Lehmann äußerte Zweifel an einem steigenden Bedarf vorkonziliarer Messfeiern in Deutschland. Eine Umfrage der Bistümer habe 2006 erbracht, dass das Angebot im Großen und Ganzen ausreiche. Der Ratsvorsitzende der Evangelischen Kirche in Deutschland, Bischof Wolfgang Huber, äußerte sich nicht zu dem Schreiben.

Der Münchner Kardinal Friedrich Wetter wertete das Motu Proprio als Entgegenkommen für die Anhänger der alten Messform. Sie würden mit der "Weite des katholischen Herzens in pastoraler Liebe" angenommen.
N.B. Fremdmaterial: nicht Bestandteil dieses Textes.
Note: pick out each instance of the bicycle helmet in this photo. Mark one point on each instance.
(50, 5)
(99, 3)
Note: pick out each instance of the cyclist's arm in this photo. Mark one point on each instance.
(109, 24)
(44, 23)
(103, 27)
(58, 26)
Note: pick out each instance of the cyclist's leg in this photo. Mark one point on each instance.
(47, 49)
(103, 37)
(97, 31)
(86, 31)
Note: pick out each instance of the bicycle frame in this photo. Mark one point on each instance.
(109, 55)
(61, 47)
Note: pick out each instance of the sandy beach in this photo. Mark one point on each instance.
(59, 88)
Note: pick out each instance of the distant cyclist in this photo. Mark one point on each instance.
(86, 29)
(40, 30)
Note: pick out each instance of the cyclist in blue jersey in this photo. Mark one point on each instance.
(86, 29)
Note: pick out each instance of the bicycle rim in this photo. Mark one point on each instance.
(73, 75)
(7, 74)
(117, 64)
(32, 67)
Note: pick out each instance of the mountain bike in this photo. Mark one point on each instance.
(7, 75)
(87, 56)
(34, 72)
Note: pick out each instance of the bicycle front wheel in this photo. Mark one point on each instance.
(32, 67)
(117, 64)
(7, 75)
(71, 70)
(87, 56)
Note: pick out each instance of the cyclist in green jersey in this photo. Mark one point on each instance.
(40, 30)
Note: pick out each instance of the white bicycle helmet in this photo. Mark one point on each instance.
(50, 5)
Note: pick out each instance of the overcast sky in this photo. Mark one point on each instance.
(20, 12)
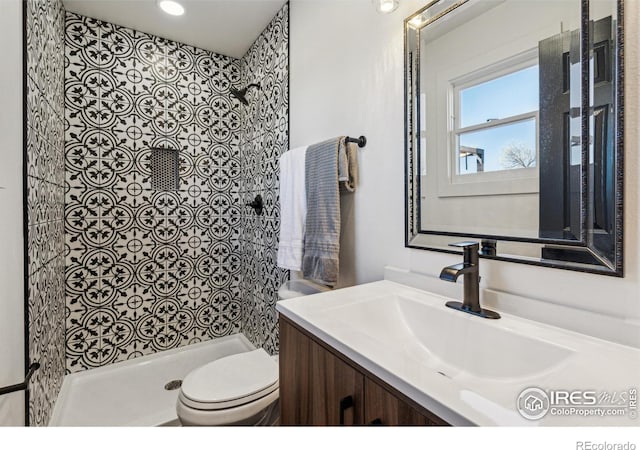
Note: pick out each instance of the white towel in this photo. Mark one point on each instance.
(293, 208)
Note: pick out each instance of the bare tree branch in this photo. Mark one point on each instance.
(517, 155)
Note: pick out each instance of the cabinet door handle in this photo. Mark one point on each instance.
(345, 403)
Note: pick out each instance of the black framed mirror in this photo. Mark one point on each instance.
(514, 130)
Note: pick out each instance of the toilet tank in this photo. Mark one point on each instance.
(298, 288)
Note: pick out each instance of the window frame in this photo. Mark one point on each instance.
(507, 181)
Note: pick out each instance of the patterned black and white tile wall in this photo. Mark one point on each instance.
(44, 29)
(264, 137)
(148, 270)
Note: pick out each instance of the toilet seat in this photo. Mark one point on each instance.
(230, 389)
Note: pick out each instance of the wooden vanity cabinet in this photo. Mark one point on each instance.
(320, 386)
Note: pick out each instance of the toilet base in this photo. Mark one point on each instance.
(237, 416)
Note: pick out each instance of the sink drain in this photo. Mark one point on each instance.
(173, 385)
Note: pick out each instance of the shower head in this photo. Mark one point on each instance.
(240, 94)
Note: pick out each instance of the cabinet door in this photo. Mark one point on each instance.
(315, 385)
(385, 408)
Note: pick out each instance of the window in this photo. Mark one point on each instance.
(495, 126)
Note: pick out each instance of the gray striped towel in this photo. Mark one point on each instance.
(322, 230)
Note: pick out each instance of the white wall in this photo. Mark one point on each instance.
(11, 252)
(347, 78)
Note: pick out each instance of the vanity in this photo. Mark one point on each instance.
(384, 353)
(514, 146)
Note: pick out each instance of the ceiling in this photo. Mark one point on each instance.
(227, 27)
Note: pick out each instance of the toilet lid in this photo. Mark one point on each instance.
(232, 378)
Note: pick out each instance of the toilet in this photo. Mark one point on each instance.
(240, 389)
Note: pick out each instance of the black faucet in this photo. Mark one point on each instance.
(468, 268)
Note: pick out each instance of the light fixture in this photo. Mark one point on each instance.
(171, 7)
(416, 22)
(386, 6)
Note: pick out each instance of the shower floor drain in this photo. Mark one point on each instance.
(173, 385)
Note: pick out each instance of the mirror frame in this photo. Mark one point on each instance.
(438, 240)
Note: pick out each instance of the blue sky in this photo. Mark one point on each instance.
(510, 95)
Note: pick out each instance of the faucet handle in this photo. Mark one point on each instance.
(470, 252)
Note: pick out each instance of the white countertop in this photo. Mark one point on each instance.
(459, 397)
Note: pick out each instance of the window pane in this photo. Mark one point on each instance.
(506, 96)
(503, 147)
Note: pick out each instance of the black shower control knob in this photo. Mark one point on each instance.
(257, 204)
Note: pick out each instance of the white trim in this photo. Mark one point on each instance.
(503, 182)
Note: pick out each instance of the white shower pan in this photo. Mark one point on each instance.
(132, 393)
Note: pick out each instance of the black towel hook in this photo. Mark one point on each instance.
(361, 141)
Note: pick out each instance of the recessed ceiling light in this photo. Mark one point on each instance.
(171, 7)
(386, 6)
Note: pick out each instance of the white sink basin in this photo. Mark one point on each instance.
(466, 369)
(450, 341)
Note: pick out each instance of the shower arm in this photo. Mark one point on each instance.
(21, 386)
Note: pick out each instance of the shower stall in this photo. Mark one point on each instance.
(142, 155)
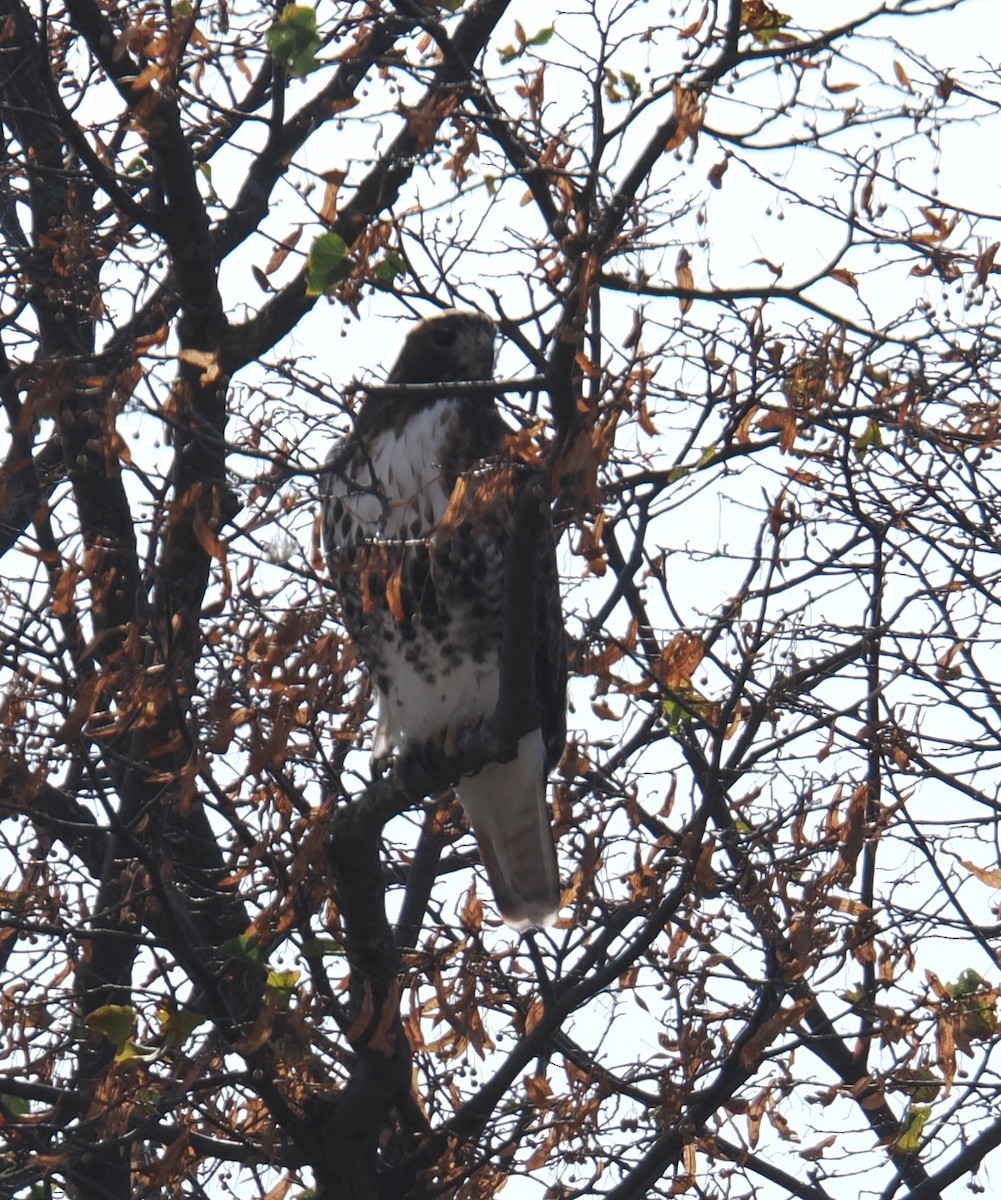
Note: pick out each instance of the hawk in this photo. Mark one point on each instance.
(417, 517)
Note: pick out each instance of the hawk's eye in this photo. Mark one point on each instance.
(444, 339)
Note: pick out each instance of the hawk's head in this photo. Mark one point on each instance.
(450, 347)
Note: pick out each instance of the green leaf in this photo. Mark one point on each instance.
(280, 987)
(328, 264)
(318, 947)
(114, 1021)
(246, 948)
(541, 37)
(178, 1027)
(967, 984)
(909, 1143)
(868, 441)
(293, 40)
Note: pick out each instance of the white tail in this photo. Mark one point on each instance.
(505, 804)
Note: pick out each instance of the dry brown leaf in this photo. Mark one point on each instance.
(684, 277)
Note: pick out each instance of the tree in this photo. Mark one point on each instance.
(744, 276)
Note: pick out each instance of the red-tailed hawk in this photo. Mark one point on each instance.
(415, 540)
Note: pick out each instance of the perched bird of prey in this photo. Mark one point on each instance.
(417, 517)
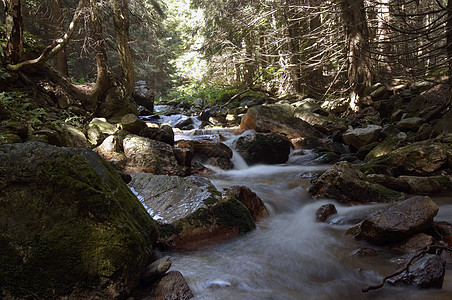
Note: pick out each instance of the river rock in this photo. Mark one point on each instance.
(397, 222)
(421, 158)
(171, 287)
(132, 123)
(424, 272)
(325, 211)
(254, 204)
(360, 137)
(209, 153)
(259, 148)
(277, 118)
(149, 156)
(69, 226)
(190, 209)
(345, 183)
(73, 137)
(410, 124)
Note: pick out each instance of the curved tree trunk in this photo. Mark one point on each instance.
(121, 23)
(58, 27)
(14, 30)
(357, 40)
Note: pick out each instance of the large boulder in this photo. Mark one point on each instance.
(190, 209)
(252, 201)
(69, 226)
(397, 222)
(360, 137)
(209, 153)
(345, 183)
(259, 148)
(421, 158)
(277, 118)
(150, 156)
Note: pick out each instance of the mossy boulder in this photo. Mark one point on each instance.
(421, 158)
(69, 226)
(345, 183)
(190, 209)
(259, 148)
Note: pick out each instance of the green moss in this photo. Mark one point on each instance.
(233, 213)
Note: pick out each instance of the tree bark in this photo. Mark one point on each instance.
(121, 23)
(57, 22)
(357, 40)
(14, 30)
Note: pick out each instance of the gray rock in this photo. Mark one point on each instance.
(397, 222)
(360, 137)
(410, 124)
(190, 209)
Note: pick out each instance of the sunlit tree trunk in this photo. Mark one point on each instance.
(58, 27)
(121, 23)
(357, 36)
(14, 30)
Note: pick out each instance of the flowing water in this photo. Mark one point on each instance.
(290, 255)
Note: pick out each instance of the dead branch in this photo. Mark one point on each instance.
(426, 250)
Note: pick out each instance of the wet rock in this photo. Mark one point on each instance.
(246, 196)
(360, 137)
(161, 134)
(277, 118)
(347, 184)
(325, 211)
(144, 96)
(425, 272)
(415, 243)
(191, 210)
(172, 287)
(149, 156)
(155, 271)
(397, 222)
(73, 137)
(132, 124)
(258, 148)
(71, 228)
(364, 252)
(410, 124)
(421, 158)
(209, 153)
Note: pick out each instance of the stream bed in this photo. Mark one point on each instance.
(290, 255)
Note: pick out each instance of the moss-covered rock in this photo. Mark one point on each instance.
(69, 226)
(345, 183)
(191, 210)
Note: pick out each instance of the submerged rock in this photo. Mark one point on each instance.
(190, 209)
(258, 148)
(69, 225)
(397, 222)
(346, 184)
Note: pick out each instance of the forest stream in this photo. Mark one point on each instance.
(290, 255)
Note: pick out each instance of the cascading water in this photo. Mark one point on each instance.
(290, 255)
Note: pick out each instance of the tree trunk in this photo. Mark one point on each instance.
(121, 23)
(357, 41)
(58, 27)
(103, 82)
(14, 30)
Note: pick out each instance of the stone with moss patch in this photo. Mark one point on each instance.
(69, 226)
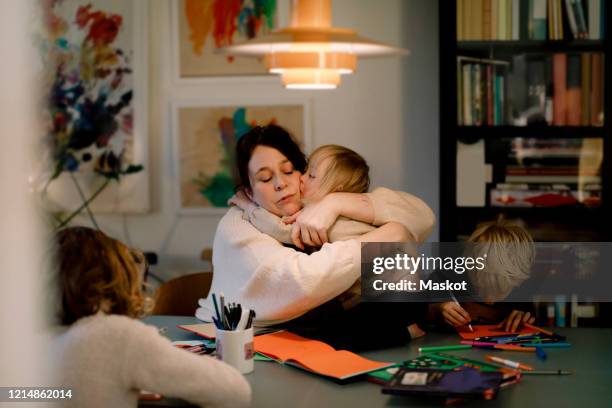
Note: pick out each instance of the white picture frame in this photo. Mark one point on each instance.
(282, 20)
(188, 149)
(131, 194)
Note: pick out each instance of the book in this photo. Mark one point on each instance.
(516, 20)
(486, 20)
(594, 17)
(487, 330)
(494, 19)
(585, 71)
(464, 382)
(315, 356)
(519, 89)
(538, 20)
(597, 84)
(501, 20)
(571, 17)
(208, 330)
(524, 19)
(460, 20)
(574, 90)
(560, 89)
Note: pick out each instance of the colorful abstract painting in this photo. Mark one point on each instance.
(203, 26)
(94, 125)
(206, 140)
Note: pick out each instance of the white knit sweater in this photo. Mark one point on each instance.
(107, 359)
(280, 283)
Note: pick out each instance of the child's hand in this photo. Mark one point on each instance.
(514, 319)
(314, 221)
(241, 201)
(454, 314)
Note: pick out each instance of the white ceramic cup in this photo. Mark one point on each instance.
(235, 347)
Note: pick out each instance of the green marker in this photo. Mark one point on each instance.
(444, 348)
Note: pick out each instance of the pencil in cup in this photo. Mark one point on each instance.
(457, 303)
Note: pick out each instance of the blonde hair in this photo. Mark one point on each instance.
(96, 272)
(510, 254)
(347, 170)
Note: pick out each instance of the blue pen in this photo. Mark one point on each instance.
(547, 345)
(540, 353)
(216, 308)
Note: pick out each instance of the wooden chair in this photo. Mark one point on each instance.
(179, 296)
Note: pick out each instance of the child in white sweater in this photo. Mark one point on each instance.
(105, 355)
(331, 168)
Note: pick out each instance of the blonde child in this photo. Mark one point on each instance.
(104, 354)
(331, 168)
(510, 254)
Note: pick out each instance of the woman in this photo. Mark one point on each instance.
(279, 282)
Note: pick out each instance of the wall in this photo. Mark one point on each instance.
(387, 112)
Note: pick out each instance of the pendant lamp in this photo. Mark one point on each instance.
(310, 53)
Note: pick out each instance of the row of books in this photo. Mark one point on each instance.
(486, 20)
(540, 172)
(481, 92)
(544, 195)
(559, 89)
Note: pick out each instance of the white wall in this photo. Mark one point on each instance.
(387, 112)
(23, 279)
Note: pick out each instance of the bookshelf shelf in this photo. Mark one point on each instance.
(532, 46)
(533, 131)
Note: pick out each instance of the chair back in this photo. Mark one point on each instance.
(179, 296)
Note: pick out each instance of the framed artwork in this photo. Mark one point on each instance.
(94, 68)
(205, 135)
(201, 27)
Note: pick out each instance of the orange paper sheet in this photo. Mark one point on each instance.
(314, 356)
(488, 330)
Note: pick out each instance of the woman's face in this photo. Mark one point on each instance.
(311, 180)
(275, 184)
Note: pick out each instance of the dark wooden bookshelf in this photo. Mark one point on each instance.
(566, 223)
(453, 218)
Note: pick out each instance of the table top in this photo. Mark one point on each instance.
(589, 359)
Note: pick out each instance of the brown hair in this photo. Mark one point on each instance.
(96, 272)
(272, 136)
(347, 170)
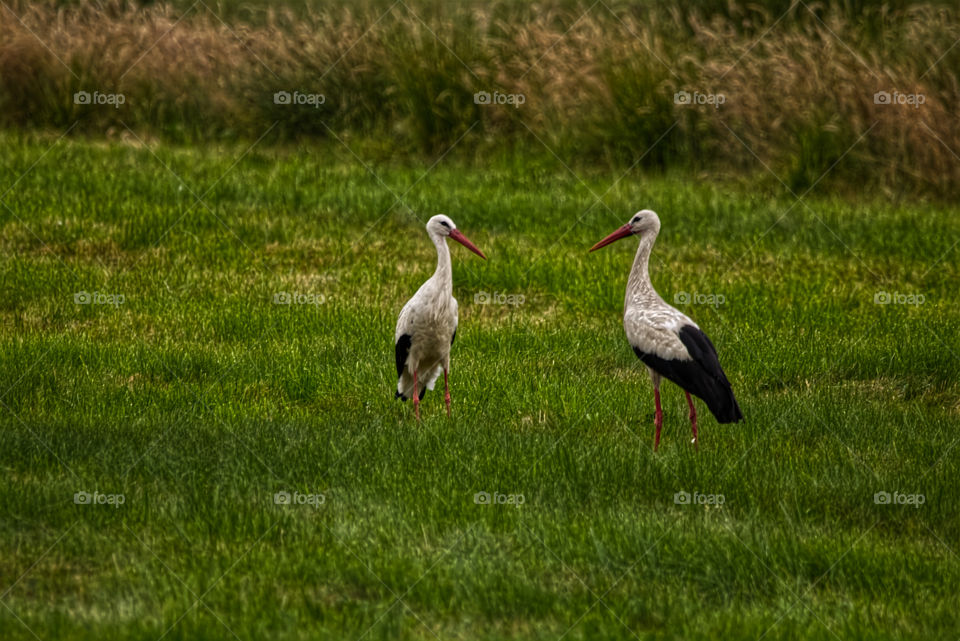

Ihrerseits sollten sie die Gültigkeit und Heiligkeit der erneuerten Liturgie anerkennen.

Lefebvre-Nachfolger

Der Generalobere der von Rom abgespaltenen Traditionalisten dankte Benedikt XVI. Bernard Fellay sprach in einer im schweizerischen Menzingen verbreiteten Erklärung von einem "günstigen Klima" für eine Annäherung. Zugleich fordert er die Aufhebung der bestehenden Exkommunikation gegen die unerlaubt zum Bischof geweihten Geistlichen der Bruderschaft, zu denen er selber zählt. Er leitet in der Nachfolge Lefebvres die 1969 gegründete Pius-Priesterbruderschaft, deren Mitglieder sich weiterhin als Teil der katholischen Kirche betrachten. Im August
2005 hatte Benedikt XVI. Fellay in Privataudienz empfangen.

"Wir sind Kirche" erklärte, man befürchte eine Spaltung in Gemeinden, Bistümern und der gesamten katholischen Kirche. Der Papst hätte von den Traditionalisten eine volle Zustimmung zu den Ergebnissen des Zweiten Vatikanischen Konzils (1962-65) fordern müssen, erklärte die Bewegung. Das Motu Proprio sei ein gefährliches Zeichen dafür, die Beschlüsse des Konzils in Frage zu stellen oder schrittweise rückgängig machen zu wollen.

Das Zentralkomitee der deutschen Katholiken (ZdK) begrüßte das Schreiben des Papstes. Präsident Hans Joachim Meyer betonte, die seit 1970 meist übliche Messfeier bleibe "weiterhin die einzige ordentliche liturgische Ausdrucksform der katholischen Kirche".

Die tridentinische Messe in der Form von 1962 ist eine überarbeitete Fassung der von Papst Paul V. 1570 im Zuge des Konzils von Trient eingeführten Messbuchs. Gegenüber der stärker "dialogisch" angelegten Messe in der erneuerten Form von 1970 bleibt den Gläubigen bei der alten Liturgie eine mehr oder weniger passive Rolle vorbehalten. Zahlreiche Priestergebete werden leise und für die Gläubigen nicht hörbar gesprochen.